After several other books, Erdrich wrote another trilogy, beginning with A Plague of Doves, in 2008. Plague is about the fallout from an unsolved murder that happened in the previous generation.
Erdrich followed that with a dive into the legal intricacies of reservation land in The Round House, from 2012. The story starts with a rape, but it’s unclear who owns the land on which the violent crime happened. Under which jurisdiction does the crime fall? Who can arrest the suspect? Will justice be served? Does anybody outside of the reservation care?
In LaRose, the third installment in 2016, she examines the impact of tribal customs. When a man accidentally kills the young son from another family, he and his wife give up their young son to help make amends.
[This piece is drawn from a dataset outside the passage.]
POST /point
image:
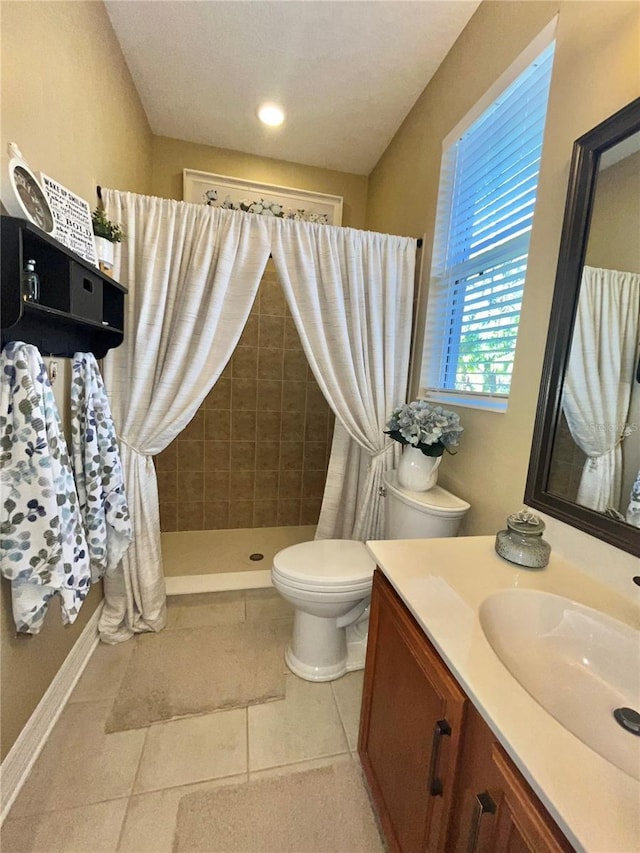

But what about the living son’s preferences? How will this unrelated boy fit into a household steeped in grief? As you might guess, things don’t go well.
Her themes often delve into what it means to be different, what it means to be loved, and what it takes to survive. And she paints her characters with such vivid brush strokes that they live with you long after you’ve finished the book.
Erdrich’s works are highly regarded. A Plague of Doves was a finalist for the Pulitzer Prize in 2009. And The Night Watchman, based on Erdrich’s grandfather, who was a night watchman at a factory, earned the prize last year. About that novel, the Pulitzer committee said:
A majestic, polyphonic novel about a community’s efforts to halt the proposed displacement and elimination of several Native American tribes in the 1950s, rendered with dexterity and imagination.